Mum wasn’t just about people, she also had wide-ranging interests. From constant listening to Radio 4, reading and she loved a bit of tele. I’ve talked about Strictly, but she also loved Bake Off, any property programme and a good BBC drama. Reading was an integral part of mum’s life – and she often gave me recommendations which ranged from Margaret Atwood to Helen Fielding and anything in between. In fact, Tom and I are a little worried that we are going to have to start buying our own books … She was always up for a conversation on a book, and even in her dying days she managed to read a novel by Sebastian Faulks.
Of course, Mum just loved people … and also their houses. She was forever on rightmove, particularly if a house on her road went on the market. She just loved looking at houses. She’s been known to walk into lampposts whilst looking at houses and one time she got on her hand knees in the middle of Wandsworth so she could have a better look at someone’s basement conversion.

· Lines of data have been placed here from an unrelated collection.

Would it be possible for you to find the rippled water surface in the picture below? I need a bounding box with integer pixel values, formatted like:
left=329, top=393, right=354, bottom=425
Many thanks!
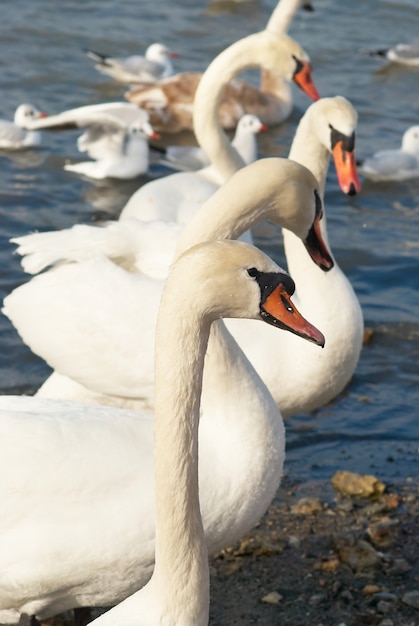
left=0, top=0, right=418, bottom=482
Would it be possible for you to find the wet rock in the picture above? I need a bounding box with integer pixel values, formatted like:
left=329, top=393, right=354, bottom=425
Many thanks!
left=402, top=590, right=419, bottom=609
left=363, top=494, right=400, bottom=516
left=363, top=327, right=374, bottom=345
left=384, top=557, right=412, bottom=576
left=260, top=591, right=283, bottom=604
left=376, top=600, right=392, bottom=614
left=362, top=584, right=381, bottom=595
left=291, top=497, right=323, bottom=515
left=217, top=559, right=243, bottom=576
left=288, top=534, right=300, bottom=548
left=319, top=556, right=340, bottom=572
left=308, top=592, right=328, bottom=606
left=374, top=592, right=397, bottom=603
left=332, top=471, right=386, bottom=498
left=333, top=536, right=381, bottom=574
left=340, top=589, right=354, bottom=602
left=367, top=518, right=399, bottom=547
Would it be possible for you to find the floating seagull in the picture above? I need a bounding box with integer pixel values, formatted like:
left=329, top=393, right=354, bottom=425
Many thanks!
left=24, top=102, right=159, bottom=179
left=365, top=39, right=419, bottom=67
left=158, top=113, right=267, bottom=172
left=85, top=43, right=179, bottom=83
left=358, top=125, right=419, bottom=181
left=0, top=104, right=47, bottom=149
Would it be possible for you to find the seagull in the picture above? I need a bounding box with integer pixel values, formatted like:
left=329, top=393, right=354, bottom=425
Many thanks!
left=158, top=113, right=268, bottom=172
left=24, top=102, right=159, bottom=179
left=365, top=39, right=419, bottom=67
left=358, top=125, right=419, bottom=181
left=0, top=104, right=47, bottom=149
left=85, top=43, right=179, bottom=83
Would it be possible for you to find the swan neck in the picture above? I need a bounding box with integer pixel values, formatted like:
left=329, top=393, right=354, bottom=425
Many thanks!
left=285, top=112, right=334, bottom=275
left=193, top=31, right=286, bottom=180
left=266, top=0, right=302, bottom=34
left=152, top=281, right=210, bottom=619
left=175, top=160, right=283, bottom=257
left=288, top=112, right=330, bottom=198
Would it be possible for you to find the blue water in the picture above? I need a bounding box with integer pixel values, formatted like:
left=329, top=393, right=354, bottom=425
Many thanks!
left=0, top=0, right=418, bottom=483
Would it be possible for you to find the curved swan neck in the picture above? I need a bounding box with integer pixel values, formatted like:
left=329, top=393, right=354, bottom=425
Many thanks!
left=152, top=273, right=210, bottom=622
left=284, top=108, right=334, bottom=278
left=288, top=108, right=331, bottom=198
left=175, top=159, right=297, bottom=257
left=193, top=31, right=294, bottom=181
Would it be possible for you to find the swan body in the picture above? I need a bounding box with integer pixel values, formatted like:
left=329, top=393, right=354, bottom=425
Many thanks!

Tom, my husband, quickly worked out it was better to walk ahead with my Dad … She even confessed to me she was walking in someones front garden in Norfolk so she could have a peer in their lounge when they suddenly appeared in the room ….
And Mum loved going to different stately houses and gardens and having a good old nose with her partner in crime, Sheila. They liked nothing more than having a good look at the plants and getting ideas for their own gardens. One of mum’s great loves was her garden, and for those who saw it, will know it was nothing less than a triumph. It looked utterly beautiful at all times of the year and she took such time and energy to keep it looking as wonderful as it did. She also loved, that just over the fence, Sheila would also be gardening, and the two of them would frequently stand by the fence for a gossip, or is it called ‘Neighbourhood watch’? Sometimes, gardening would move to the front garden, and Im sure the binoculars were just to look for those difficult weeds, weren’t they? I know Sheila you have many memories to treasure of Mum, and hers of you were full of laughter and love.
Lastly, I want to touch on her faith and how much she loved the St Thomas’s community. Her faith gave her peace in her final days and it also completely took away her fear of dying. As her daughter, nothing comforted me more. I would also like to thank the people of St Thomas’s for your unwavering love, support and prayers during this very difficult time.
Mum, Wendy, Mrs Gwynne, Grammie, Granny, however you knew her, I think we can all agree she was a truly marvellous woman who will be immensely missed.